SF Police Chief:
Blogger's Press ID Under Review
Blogger's Press ID Under Review
The city of San Francisco has a new top cop, George Gascon, on the job a few short weeks, and I have something nice to say about him. But first, the background.
On July 2, after a case management hearing in the federal Prop 8 lawsuit filed by Ted Olson and David Boies, a press conference was held inside the federal building, but I was kept out by security guards because I lacked an SFPD-issued press ID badge.
I applied for an ID card, spent $11 on two small photos needed by the police public info office (PIO) and was eventually denied a press pass.
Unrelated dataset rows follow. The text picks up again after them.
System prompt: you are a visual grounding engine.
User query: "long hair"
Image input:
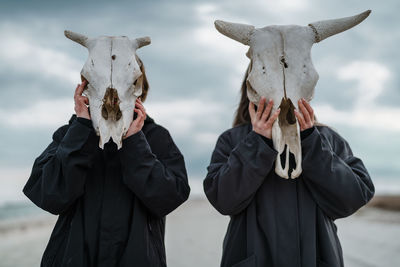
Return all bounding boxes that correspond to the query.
[233,63,326,128]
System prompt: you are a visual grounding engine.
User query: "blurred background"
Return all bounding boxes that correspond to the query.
[0,0,400,267]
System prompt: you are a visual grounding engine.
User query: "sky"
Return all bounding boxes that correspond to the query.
[0,0,400,203]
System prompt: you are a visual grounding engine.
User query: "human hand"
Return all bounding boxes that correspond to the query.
[294,98,315,131]
[74,80,90,120]
[249,97,281,139]
[122,98,146,139]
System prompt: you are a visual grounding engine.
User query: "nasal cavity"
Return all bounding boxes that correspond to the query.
[101,87,122,121]
[279,97,296,124]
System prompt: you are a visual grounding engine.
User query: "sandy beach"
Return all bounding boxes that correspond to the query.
[0,198,400,267]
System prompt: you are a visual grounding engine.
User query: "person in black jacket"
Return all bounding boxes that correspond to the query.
[23,74,190,267]
[203,78,374,267]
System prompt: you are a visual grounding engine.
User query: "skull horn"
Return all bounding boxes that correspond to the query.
[64,30,89,48]
[308,10,371,43]
[214,20,254,45]
[133,36,151,49]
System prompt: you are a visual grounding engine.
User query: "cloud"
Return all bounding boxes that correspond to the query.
[0,96,74,129]
[0,25,82,84]
[314,61,400,132]
[145,99,224,139]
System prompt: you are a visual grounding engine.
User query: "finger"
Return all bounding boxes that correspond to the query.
[75,81,86,96]
[302,98,314,120]
[267,108,281,127]
[134,108,143,122]
[256,96,266,119]
[294,110,306,129]
[138,109,146,125]
[135,98,146,114]
[299,100,311,123]
[261,99,274,121]
[249,101,256,120]
[82,96,89,105]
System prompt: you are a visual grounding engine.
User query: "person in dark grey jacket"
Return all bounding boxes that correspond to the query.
[204,79,374,267]
[23,74,190,267]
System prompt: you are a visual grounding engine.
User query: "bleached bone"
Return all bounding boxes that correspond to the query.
[215,10,371,178]
[64,31,151,149]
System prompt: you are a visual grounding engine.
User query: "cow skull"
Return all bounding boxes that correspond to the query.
[215,10,371,178]
[64,31,150,149]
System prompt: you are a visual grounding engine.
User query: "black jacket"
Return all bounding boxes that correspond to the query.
[204,124,374,267]
[23,115,190,267]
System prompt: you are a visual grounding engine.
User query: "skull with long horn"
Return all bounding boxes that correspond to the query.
[215,10,371,178]
[64,31,151,149]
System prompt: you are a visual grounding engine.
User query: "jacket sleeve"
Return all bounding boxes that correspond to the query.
[302,127,375,220]
[119,127,190,218]
[203,131,278,215]
[23,118,97,214]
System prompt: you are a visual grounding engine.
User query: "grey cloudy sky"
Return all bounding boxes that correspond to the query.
[0,0,400,201]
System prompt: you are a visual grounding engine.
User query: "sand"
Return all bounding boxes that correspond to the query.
[0,198,400,267]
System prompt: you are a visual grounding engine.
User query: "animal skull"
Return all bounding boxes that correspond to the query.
[64,31,150,149]
[215,10,371,178]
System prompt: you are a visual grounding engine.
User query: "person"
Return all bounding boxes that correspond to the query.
[23,70,190,267]
[203,77,374,267]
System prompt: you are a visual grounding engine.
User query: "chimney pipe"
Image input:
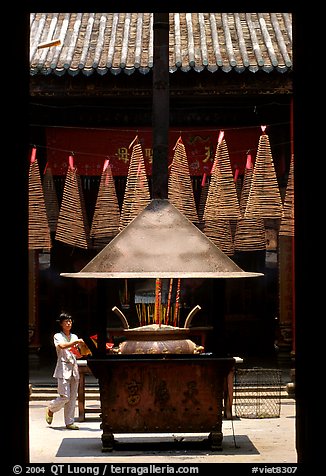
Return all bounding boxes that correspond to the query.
[152,13,169,199]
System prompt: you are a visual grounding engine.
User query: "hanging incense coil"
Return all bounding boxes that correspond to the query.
[234,156,266,251]
[90,162,120,247]
[168,138,199,223]
[279,155,294,236]
[198,179,209,223]
[204,139,241,222]
[28,157,52,250]
[203,218,234,256]
[245,133,282,218]
[55,166,90,249]
[119,140,150,230]
[43,166,59,232]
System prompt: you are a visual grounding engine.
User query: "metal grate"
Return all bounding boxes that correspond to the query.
[234,368,281,418]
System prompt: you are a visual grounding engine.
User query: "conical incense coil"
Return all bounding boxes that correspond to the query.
[204,139,241,221]
[245,133,282,218]
[168,138,198,223]
[28,149,52,250]
[43,166,59,232]
[279,155,294,236]
[234,155,266,251]
[90,161,120,244]
[119,140,150,230]
[198,177,209,223]
[203,218,234,256]
[55,160,89,249]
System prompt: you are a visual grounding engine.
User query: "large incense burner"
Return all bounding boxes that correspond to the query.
[112,305,204,354]
[61,13,261,451]
[62,199,261,451]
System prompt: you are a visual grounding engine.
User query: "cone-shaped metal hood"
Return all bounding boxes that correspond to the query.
[61,199,263,278]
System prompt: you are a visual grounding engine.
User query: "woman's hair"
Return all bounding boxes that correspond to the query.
[57,312,72,324]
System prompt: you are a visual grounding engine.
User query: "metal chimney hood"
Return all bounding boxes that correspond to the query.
[61,13,263,278]
[61,199,263,278]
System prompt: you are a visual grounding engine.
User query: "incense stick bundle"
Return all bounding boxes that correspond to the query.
[28,155,52,250]
[245,133,283,218]
[204,139,241,221]
[90,161,120,246]
[119,139,150,230]
[168,137,199,223]
[43,167,59,232]
[279,155,294,236]
[203,218,234,256]
[234,155,266,251]
[55,166,89,249]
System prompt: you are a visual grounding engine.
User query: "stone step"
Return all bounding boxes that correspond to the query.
[30,385,289,401]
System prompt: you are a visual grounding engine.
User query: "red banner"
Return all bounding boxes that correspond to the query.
[46,127,260,176]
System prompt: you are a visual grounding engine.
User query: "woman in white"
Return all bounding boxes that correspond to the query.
[45,313,84,430]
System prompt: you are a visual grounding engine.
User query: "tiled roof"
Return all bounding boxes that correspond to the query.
[30,13,292,76]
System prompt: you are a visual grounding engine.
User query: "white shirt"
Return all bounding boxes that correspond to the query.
[53,332,79,379]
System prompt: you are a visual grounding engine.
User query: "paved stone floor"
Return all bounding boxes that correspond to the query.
[29,397,297,465]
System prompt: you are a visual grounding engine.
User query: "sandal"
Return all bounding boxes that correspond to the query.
[45,408,53,425]
[66,423,79,430]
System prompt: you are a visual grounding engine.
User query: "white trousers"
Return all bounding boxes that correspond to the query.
[48,377,79,425]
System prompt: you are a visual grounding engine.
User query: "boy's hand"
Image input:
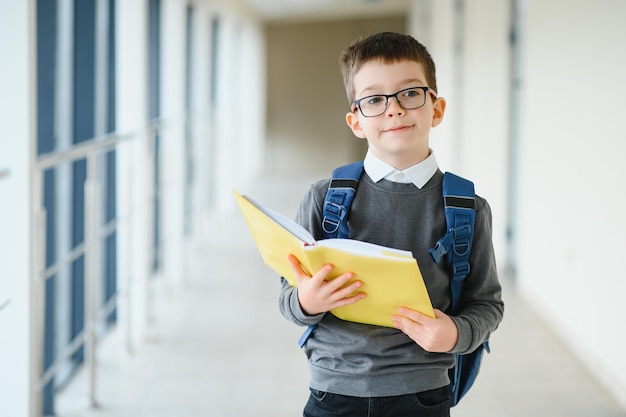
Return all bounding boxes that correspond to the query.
[391,307,459,353]
[288,254,365,316]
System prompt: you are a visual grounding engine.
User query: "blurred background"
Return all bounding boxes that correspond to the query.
[0,0,626,417]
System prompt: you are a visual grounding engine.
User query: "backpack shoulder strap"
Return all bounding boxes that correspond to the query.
[298,161,363,347]
[322,161,363,238]
[428,172,476,313]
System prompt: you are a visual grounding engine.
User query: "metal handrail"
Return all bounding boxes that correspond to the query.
[30,120,164,404]
[35,133,135,171]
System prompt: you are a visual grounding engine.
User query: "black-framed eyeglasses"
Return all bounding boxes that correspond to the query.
[352,87,437,117]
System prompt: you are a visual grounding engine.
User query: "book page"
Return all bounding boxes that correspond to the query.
[317,238,413,261]
[241,195,315,245]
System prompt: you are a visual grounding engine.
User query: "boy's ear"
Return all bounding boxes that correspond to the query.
[346,112,365,139]
[430,97,446,127]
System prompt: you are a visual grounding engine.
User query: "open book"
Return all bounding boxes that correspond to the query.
[234,192,435,327]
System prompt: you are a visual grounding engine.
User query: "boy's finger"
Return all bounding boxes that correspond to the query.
[287,254,307,282]
[398,307,432,324]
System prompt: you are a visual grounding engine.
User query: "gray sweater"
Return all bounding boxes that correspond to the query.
[279,171,504,397]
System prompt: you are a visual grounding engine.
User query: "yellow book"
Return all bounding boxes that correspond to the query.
[234,191,435,327]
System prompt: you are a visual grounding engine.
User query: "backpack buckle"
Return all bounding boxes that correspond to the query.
[452,261,470,281]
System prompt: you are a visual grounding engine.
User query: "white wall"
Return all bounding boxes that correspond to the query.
[0,0,35,417]
[116,0,152,348]
[519,0,626,407]
[411,0,626,407]
[410,0,509,265]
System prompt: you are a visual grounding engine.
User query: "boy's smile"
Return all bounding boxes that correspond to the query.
[346,60,445,170]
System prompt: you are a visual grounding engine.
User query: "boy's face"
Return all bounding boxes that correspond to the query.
[346,60,446,170]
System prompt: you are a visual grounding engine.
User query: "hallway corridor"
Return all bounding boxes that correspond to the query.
[56,174,626,417]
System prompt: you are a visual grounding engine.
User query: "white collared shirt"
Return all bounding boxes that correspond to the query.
[363,149,439,188]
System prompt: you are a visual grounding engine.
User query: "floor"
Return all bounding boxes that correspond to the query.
[56,174,626,417]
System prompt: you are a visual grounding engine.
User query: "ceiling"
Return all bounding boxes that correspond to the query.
[236,0,411,20]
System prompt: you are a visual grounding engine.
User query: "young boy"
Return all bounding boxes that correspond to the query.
[280,33,504,417]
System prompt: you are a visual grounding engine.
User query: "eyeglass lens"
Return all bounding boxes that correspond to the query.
[356,88,426,117]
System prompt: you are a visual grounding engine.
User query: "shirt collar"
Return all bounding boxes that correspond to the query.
[363,149,439,188]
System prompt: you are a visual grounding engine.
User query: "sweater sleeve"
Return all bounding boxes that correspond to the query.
[452,197,504,354]
[279,183,325,326]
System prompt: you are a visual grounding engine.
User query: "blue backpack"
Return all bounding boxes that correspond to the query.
[298,161,489,407]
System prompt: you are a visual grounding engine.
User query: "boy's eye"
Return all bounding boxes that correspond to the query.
[367,96,385,105]
[403,89,424,97]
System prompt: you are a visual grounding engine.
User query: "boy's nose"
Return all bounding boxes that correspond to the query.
[387,97,404,115]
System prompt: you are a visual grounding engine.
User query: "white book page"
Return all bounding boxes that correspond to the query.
[243,195,315,245]
[317,238,413,261]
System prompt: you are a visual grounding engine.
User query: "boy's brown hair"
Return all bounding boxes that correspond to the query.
[339,32,437,104]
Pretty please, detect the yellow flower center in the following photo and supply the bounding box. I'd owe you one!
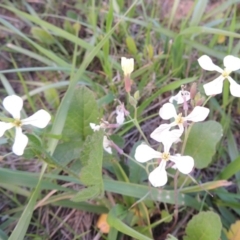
[13,119,22,127]
[175,113,184,124]
[222,69,231,78]
[162,152,170,161]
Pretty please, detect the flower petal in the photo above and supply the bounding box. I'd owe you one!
[103,136,112,154]
[135,143,162,162]
[159,103,177,120]
[116,109,125,125]
[170,156,194,174]
[162,127,184,149]
[12,127,28,156]
[89,123,101,132]
[228,76,240,97]
[150,123,171,142]
[169,91,190,104]
[148,161,167,187]
[198,55,223,73]
[22,109,51,128]
[223,55,240,72]
[3,95,23,119]
[203,75,225,96]
[184,106,210,122]
[0,122,14,137]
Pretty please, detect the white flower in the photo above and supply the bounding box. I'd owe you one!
[116,108,125,125]
[103,136,112,154]
[198,55,240,97]
[0,95,51,156]
[121,57,134,76]
[150,103,209,142]
[89,123,101,132]
[169,90,190,104]
[135,142,194,187]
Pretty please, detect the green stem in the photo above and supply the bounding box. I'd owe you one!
[122,152,146,171]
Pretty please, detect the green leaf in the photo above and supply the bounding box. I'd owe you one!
[71,185,101,202]
[63,87,102,139]
[80,131,103,186]
[44,84,60,109]
[72,131,104,202]
[166,234,178,240]
[31,27,55,45]
[218,156,240,179]
[53,140,83,167]
[129,141,148,183]
[184,211,222,240]
[184,121,223,169]
[107,205,151,240]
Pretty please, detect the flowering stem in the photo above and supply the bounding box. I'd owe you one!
[202,96,212,107]
[122,152,146,171]
[181,124,193,155]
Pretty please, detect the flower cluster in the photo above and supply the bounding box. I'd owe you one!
[0,95,51,156]
[131,55,240,187]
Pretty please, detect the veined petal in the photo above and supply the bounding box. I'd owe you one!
[22,109,51,128]
[103,136,112,154]
[3,95,23,119]
[0,122,14,137]
[198,55,223,73]
[12,127,28,156]
[170,156,194,174]
[184,106,210,122]
[148,161,167,187]
[227,76,240,97]
[223,55,240,72]
[135,143,162,162]
[203,75,225,96]
[116,109,125,125]
[150,124,171,142]
[169,91,190,104]
[159,103,177,120]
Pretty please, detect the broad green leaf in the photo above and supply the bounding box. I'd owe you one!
[218,156,240,179]
[107,205,151,240]
[53,140,83,166]
[63,87,100,140]
[72,131,104,202]
[184,211,222,240]
[184,121,223,169]
[71,185,101,202]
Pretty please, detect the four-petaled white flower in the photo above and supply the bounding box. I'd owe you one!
[150,103,209,142]
[198,55,240,97]
[121,57,134,76]
[103,136,112,154]
[169,90,190,104]
[0,95,51,156]
[135,141,194,187]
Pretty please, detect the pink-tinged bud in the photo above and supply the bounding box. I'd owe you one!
[124,75,132,93]
[190,83,197,99]
[110,141,123,155]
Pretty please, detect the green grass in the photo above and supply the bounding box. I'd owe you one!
[0,0,240,240]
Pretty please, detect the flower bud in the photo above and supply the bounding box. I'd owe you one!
[121,57,134,78]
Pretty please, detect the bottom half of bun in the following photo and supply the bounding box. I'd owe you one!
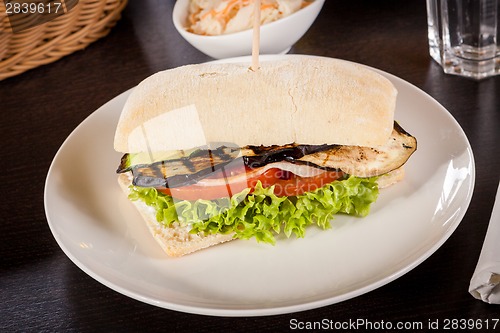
[118,167,405,257]
[118,174,234,257]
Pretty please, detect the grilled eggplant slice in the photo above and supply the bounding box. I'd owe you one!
[117,122,417,188]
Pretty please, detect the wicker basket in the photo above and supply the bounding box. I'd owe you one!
[0,0,127,80]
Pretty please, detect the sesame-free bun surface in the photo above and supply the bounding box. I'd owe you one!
[114,57,397,153]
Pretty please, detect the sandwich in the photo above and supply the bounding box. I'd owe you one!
[114,57,417,257]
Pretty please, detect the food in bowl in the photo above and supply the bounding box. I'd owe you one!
[186,0,314,36]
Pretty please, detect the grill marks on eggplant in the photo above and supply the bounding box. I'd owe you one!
[117,122,417,188]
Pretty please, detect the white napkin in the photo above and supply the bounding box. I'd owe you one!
[469,180,500,304]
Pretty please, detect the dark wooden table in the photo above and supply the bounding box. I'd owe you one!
[0,0,500,332]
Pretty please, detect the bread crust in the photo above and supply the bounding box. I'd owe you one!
[114,57,397,153]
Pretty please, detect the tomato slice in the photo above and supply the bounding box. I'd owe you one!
[158,168,343,201]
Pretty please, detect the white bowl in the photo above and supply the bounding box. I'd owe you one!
[172,0,325,59]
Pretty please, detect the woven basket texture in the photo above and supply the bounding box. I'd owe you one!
[0,0,127,80]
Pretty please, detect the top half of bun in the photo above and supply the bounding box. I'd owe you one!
[114,57,397,153]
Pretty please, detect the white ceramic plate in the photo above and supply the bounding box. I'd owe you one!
[45,56,475,316]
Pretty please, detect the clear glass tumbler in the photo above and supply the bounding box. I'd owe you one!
[426,0,500,79]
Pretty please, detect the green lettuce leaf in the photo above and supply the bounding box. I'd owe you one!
[129,176,379,244]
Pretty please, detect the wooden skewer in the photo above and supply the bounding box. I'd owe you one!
[250,0,261,72]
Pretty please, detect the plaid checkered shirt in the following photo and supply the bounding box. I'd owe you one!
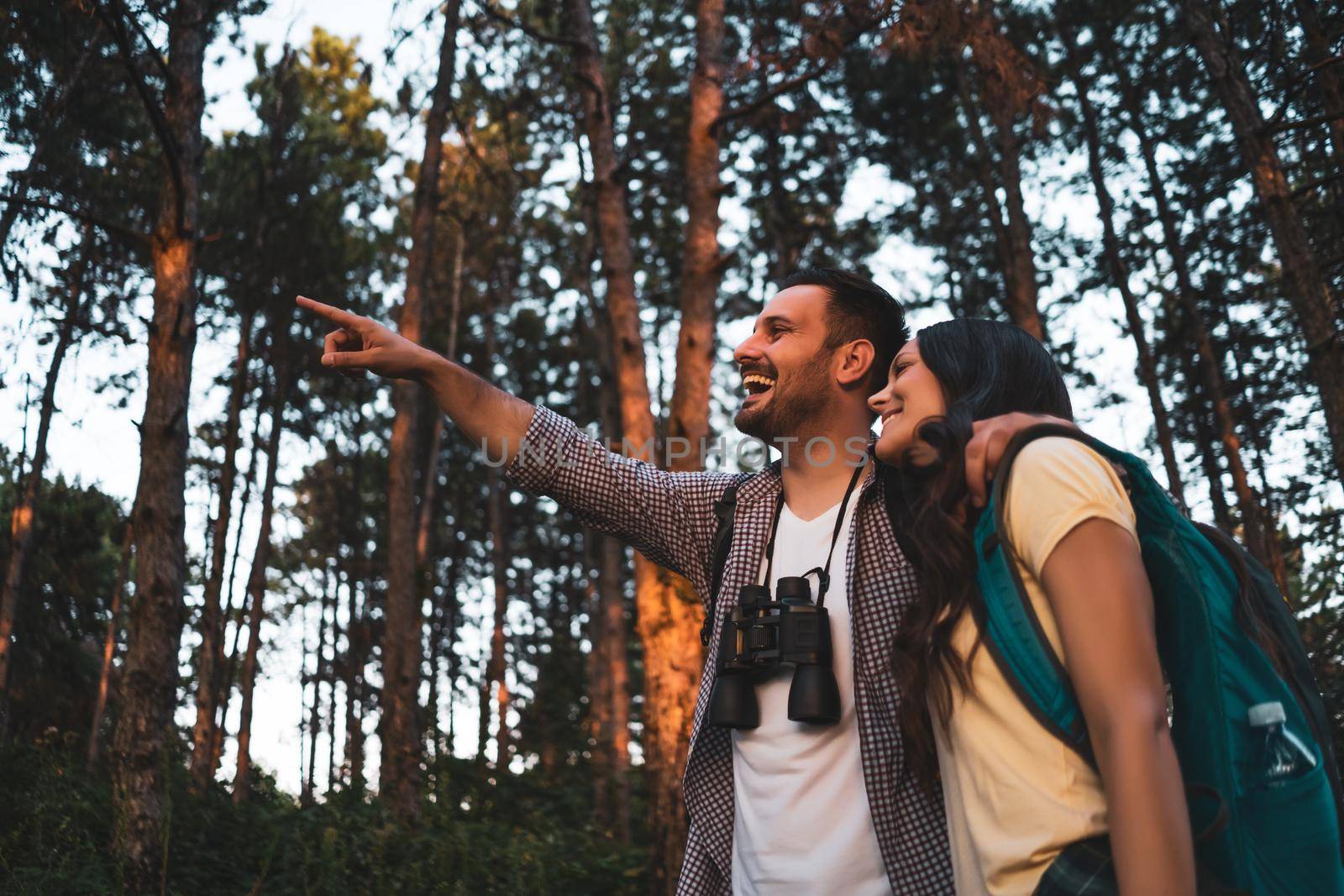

The denial form highlighted this section:
Only persons employed by newsgathering media who are required to cover breaking news and to pass through police and fire lines qualify for a press pass.
Clearly the SFPD is not aware, nor concerned with, other reasons why reporters and bloggers need the pass, such as being allowed into restricted parts of the federal courthouse. Nothing in the two-page rejection letter sent via snail mail cited any info about appealing the decision, and the PIO site similarly omits such info. Several calls to the PIO, seeking info on filing an appeal, were never returned.
Then yesterday, Brent Begin at the SF Examiner reported on Gascon's effort to modernize the PIO, and this terrific development was noted:
Public information officers will also reach out more to new media, such as blogs and Web sites, and will hand out credentials to more than just traditional media, newspapers, television and radio.
Just the radical kind of change I want to see, so I called the chief and left him a message about the PIO's rejection. I also sent him emails, copied to the PIO, summing my situation, and then made several calls to the PIO.
Yes, several calls were necessary, due to the very unfriendly officers staffing the PIO phones, who go out of their way to give callers the bum's rush and as little info as possible. Not the best way to run public affairs office. Finally, a PIO staffer called back to confirm they received my emails.
I created a listserv of SF sunshine advocates, old media types and politicians, sharing my emails, and quickly learned that two publications, the Bay Times and the Bay Guardian, also had major hassles acquiring press passes and getting a run-around from the PIO. Did I mention the PIO ain't user-friendly?
There are many other problems and hurdles a blogger or a reporter or a member of the general public must deal with in trying to get even basic info out of the PIO, and I will bring them to the attention of the police commission in the next few weeks.
Last night, after I had been assured by an officer answering the chief's phone yesterday that he wouldn't be calling or emailing me, the chief did exactly that. From the chief:
Mike, I'm having my staff review your request. We will get back to you by early next week.
A small note, but it promises great and large improvements in not just how the PIO of the SF Police Department will henceforth deal with the press, bloggers and the public, and, how the department learns to better cooperate with the citizens who are the force's bosses. Let me also express gratitude to the Sunshine Posse and reporters who've supported me in this matter, and for also working on their own to bring the PIO into the modern tech age.
Hey, Chief Gascon, thanks much for looking into my denial of a press ID and I look forward to meeting you at the police commission meeting.